L’objectivité contextuelle amène-t-elle un amoindrissement de la réalité du Réel ? Sans doute, si l’on estime que le Réel doit être objectivé dans sa totalité. Mais plus qu’un amoindrissement – qui pourrait à nouveau ramener à la subjectivité –  elle amène surtout une forme de « sectorisation » du Réel, car elle n’en autorise qu’une connaissance partielle, limitée dans l’espace et dans le temps à la fois. La contextualité parfois ne produit qu’un instantané éphémère comme ceux que donnent à voir les images de collisions entre particules ou comme le provoque tout changement de contexte dans le cadre de la Mécanique Quantique. Mais la déformation du Réel par sa contextualité, liée à la partialité de nos capacités de connaissance, ne change en rien le fait que c’est bien du Réel-1 qu’on parle, et que tout événement fugace enregistré reste bien un événement se situant dans le cadre du Réel-1.

La prise en compte de l’objectivité contextuelle permet d’en accepter les limites et de les appliquer dans l’ensemble des champs des connaissances qui relèvent des sciences de la nature. A ce titre, elle devient universelle et permet d’acquérir des connaissances dans un niveau du réel, à partir de connaissances qui existent dans un autre niveau, permettant ainsi, par le jeu du déterminisme et de la probabilité, de contourner le problème phénoménologique posé par les changements de niveau (ex. comment décrire un rhume ? par le virus – certain – qui le cause ou par la maladie – probable – qui s’ensuit ?).

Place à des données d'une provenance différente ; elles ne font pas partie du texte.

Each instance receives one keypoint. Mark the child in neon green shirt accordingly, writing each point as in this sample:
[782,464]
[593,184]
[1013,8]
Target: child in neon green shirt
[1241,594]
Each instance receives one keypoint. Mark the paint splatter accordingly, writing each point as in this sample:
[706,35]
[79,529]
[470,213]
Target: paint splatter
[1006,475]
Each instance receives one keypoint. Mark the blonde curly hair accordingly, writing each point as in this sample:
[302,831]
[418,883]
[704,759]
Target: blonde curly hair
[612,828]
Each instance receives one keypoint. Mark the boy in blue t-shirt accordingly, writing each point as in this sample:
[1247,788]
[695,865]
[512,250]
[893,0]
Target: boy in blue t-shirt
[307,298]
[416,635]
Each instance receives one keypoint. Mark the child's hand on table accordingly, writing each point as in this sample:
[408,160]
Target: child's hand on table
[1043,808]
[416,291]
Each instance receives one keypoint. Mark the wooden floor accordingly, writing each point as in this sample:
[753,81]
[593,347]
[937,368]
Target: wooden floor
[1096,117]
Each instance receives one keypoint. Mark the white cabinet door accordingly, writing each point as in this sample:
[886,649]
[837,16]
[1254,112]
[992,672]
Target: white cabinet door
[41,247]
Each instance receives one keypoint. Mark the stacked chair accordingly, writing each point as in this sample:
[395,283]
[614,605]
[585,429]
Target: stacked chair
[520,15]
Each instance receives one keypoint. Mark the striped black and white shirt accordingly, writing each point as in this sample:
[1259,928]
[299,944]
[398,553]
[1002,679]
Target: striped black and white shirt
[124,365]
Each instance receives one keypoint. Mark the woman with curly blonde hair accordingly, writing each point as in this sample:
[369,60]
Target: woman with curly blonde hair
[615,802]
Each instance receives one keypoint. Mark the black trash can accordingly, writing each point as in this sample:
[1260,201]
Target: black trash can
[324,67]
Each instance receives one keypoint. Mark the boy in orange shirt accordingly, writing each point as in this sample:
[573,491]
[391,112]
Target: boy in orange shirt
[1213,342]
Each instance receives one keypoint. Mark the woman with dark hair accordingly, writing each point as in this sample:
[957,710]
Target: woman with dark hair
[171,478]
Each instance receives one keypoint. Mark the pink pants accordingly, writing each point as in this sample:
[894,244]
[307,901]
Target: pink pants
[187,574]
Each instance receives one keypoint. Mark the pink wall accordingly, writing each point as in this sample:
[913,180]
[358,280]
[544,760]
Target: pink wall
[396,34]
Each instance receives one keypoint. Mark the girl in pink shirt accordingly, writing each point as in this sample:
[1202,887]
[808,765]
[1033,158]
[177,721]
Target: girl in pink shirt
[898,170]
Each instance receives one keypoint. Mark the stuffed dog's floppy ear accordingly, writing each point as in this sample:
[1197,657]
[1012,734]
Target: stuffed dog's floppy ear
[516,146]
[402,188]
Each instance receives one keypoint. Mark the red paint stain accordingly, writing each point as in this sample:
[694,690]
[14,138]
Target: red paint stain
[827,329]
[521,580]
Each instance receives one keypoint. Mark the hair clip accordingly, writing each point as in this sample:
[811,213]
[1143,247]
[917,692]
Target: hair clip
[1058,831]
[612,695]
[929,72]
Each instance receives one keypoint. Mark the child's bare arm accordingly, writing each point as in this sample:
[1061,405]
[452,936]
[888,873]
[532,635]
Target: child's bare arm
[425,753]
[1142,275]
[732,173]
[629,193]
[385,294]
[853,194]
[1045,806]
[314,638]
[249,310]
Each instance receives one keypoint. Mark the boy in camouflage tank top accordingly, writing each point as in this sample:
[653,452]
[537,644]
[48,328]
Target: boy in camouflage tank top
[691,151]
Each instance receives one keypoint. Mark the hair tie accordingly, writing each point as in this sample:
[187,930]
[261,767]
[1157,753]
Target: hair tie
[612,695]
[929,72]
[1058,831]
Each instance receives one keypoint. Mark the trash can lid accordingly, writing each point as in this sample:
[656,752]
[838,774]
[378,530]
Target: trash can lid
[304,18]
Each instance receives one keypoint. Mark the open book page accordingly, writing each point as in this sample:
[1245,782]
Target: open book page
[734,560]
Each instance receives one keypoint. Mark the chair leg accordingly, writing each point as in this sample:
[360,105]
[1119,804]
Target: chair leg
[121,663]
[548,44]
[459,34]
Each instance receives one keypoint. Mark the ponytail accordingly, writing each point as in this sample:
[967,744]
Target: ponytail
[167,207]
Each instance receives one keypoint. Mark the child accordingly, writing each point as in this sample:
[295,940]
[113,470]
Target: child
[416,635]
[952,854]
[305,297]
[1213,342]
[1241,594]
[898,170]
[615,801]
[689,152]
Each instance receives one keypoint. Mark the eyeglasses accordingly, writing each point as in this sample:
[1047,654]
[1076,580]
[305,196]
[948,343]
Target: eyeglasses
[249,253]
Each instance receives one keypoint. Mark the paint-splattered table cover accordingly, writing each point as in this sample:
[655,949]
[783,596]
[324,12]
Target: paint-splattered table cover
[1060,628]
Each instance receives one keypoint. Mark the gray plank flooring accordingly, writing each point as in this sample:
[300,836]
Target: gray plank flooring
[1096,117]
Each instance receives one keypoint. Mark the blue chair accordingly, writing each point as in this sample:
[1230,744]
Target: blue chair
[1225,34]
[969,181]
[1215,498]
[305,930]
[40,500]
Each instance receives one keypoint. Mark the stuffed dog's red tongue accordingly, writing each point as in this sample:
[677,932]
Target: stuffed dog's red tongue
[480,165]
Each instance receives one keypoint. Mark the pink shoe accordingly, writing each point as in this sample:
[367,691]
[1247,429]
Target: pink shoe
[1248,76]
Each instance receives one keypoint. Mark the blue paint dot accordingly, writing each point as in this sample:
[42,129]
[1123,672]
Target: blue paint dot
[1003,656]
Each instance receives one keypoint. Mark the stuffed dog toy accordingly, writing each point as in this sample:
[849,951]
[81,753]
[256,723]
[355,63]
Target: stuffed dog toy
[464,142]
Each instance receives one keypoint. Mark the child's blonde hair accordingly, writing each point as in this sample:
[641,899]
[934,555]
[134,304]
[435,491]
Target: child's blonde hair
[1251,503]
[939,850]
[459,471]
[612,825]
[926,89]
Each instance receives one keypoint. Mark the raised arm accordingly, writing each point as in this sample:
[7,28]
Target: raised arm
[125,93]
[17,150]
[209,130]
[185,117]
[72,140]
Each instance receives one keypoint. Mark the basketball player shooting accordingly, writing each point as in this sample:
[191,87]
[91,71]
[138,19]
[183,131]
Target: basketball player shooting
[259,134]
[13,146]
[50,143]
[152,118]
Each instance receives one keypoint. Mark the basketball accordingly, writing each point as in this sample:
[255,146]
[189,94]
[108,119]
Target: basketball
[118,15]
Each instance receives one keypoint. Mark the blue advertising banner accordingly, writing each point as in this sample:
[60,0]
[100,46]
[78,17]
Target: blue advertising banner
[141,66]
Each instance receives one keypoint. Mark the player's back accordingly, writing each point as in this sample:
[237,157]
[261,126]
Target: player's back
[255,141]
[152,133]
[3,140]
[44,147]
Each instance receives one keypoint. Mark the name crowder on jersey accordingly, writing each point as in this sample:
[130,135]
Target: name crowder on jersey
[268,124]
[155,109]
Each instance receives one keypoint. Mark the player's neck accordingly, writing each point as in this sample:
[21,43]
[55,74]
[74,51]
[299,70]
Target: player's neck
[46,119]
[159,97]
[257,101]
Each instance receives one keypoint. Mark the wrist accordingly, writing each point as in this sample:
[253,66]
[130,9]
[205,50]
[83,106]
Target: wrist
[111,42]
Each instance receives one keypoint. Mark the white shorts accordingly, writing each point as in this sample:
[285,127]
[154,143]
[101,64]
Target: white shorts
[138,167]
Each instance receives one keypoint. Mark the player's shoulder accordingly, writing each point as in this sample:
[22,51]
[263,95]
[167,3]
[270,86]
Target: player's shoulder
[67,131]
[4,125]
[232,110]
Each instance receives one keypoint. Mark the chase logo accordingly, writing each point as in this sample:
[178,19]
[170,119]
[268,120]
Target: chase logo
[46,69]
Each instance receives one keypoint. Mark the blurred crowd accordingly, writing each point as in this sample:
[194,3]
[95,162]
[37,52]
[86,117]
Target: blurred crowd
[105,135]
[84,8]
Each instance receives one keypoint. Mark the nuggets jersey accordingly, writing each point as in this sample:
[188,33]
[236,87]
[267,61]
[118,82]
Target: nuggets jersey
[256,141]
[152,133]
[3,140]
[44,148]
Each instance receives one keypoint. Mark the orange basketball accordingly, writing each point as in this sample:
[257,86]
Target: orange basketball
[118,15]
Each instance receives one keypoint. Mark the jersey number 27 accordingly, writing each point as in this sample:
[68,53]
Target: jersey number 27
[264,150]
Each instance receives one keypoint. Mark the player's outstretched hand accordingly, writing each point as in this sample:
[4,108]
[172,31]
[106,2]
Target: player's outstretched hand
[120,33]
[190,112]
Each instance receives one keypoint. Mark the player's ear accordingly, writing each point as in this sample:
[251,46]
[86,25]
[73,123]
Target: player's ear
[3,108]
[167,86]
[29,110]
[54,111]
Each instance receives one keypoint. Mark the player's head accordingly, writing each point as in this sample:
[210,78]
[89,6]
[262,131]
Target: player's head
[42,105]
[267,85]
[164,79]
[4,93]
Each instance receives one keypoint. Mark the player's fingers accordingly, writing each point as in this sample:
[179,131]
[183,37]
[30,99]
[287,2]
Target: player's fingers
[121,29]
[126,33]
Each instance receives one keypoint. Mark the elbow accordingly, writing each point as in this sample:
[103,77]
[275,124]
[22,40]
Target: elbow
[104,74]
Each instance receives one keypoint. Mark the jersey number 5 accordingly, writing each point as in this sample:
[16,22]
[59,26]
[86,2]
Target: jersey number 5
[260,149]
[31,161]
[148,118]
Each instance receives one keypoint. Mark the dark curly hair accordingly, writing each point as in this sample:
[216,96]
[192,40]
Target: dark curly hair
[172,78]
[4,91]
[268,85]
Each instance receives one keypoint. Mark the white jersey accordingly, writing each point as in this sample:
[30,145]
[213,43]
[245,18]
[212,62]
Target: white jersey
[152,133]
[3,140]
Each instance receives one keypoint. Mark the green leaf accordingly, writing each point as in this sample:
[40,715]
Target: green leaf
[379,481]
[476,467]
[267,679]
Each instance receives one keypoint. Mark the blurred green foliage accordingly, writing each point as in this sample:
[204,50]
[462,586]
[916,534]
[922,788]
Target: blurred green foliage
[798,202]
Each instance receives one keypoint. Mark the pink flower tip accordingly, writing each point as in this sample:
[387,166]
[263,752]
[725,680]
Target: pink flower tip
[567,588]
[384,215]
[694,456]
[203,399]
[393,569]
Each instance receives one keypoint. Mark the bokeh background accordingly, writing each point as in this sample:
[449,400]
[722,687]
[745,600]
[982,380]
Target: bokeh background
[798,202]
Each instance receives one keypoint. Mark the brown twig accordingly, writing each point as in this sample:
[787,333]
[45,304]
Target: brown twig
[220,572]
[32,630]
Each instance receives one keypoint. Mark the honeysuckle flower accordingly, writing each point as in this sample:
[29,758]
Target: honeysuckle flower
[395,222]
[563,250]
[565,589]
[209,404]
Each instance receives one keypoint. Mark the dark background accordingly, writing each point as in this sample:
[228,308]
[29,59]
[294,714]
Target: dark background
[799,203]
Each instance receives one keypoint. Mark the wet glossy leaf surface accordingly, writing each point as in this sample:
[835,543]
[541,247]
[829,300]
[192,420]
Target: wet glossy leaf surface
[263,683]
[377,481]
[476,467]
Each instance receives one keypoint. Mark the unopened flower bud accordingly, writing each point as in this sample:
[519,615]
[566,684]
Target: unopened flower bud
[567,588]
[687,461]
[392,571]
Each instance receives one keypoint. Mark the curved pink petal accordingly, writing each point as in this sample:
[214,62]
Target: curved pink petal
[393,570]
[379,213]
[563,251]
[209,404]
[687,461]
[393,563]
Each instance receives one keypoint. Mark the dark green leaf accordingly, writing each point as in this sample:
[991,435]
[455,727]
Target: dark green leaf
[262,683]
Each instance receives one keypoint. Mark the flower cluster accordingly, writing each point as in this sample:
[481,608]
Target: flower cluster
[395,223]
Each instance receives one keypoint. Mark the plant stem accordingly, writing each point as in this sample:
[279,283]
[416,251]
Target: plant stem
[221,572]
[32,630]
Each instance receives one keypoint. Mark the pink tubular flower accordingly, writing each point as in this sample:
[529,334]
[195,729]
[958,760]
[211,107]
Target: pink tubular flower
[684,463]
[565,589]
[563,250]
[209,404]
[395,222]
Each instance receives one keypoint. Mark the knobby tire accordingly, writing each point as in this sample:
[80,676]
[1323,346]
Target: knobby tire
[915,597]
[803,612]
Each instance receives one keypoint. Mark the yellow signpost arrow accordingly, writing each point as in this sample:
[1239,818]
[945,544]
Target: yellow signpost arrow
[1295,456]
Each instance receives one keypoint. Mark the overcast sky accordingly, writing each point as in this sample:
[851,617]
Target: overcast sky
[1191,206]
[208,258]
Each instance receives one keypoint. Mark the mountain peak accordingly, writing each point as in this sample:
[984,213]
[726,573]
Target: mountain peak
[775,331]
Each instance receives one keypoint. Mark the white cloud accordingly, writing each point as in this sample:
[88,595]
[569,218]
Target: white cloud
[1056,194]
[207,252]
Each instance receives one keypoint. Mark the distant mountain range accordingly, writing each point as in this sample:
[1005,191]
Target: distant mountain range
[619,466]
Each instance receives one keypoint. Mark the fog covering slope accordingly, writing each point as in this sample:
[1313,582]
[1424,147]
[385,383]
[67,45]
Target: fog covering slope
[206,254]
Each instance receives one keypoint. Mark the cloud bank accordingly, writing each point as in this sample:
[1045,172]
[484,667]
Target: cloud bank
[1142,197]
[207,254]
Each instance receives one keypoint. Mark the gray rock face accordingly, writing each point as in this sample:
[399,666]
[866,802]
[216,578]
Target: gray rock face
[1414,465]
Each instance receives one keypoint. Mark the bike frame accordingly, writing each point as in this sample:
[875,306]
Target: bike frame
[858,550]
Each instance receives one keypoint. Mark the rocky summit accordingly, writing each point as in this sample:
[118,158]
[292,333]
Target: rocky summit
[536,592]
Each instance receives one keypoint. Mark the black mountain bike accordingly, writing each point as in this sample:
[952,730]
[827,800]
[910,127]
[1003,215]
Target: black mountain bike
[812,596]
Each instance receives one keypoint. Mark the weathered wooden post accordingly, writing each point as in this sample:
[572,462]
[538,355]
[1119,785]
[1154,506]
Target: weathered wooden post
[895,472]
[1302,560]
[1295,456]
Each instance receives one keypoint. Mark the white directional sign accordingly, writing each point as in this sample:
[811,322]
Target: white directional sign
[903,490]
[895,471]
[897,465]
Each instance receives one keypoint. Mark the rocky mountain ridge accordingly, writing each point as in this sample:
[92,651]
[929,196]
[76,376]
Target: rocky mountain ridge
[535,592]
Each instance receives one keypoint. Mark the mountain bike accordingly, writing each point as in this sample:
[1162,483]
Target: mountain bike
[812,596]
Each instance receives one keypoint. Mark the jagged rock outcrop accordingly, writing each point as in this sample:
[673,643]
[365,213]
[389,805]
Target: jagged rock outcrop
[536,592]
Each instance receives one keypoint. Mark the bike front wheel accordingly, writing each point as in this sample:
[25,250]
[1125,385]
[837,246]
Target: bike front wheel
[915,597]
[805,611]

Plus important encore, seule l’objectivité contextuelle peut être une alternative rationnelle au dilemme entre l’objectivité absolue d’une part – celle qui a pour finalité de donner à voir le Réel en tant qu’absolu – et d’autre part un rejet de toute objectivité, réduisant la connaissance scientifique à la subjectivité (psychologique, sociale, culturelle) de ceux qui la pratiquent.

Retournons à Descartes et à son éloge du sens commun. Ce dernier est parfois une marque de santé intellectuelle. Et il nous dit bien que le Réel est totalement présent et partiellement connaissable. Il est complexe, parfois fugace, toujours en devenir. Mais notre appareil mental ne peut qu’en dégager quelques clichés ; seules des images figées nous sont disponibles – non pour vivre et respirer – mais pour connaître et énoncer des lois. Comme dit plus haut, nous n’avons pas accès au devenir et nous n’avons pas – nous n’aurons jamais – le « regard de Dieu » sur le monde.

Mais ceci ne signifie nullement qu’il faut jeter le bébé avec l’eau du bain. Grâce aux sciences de la nature, la connaissance du Réel n’a jamais été aussi grande, aussi approfondie. Le Réel-illusion, le Réel-fantasme, le Réel-construction pure, ne tiennent pas face aux dures réalités de l’existence. Le Réalisme n’est pas une théorie ou une idéologie, c’est tout simplement la constatation que l’unique manière constructive d’appréhender l’ontologie du Monde, reste celle qui consiste à penser qu’il existe, avec tous ses niveaux, toute sa complexité… et toutes nos difficultés pour parvenir à le comprendre.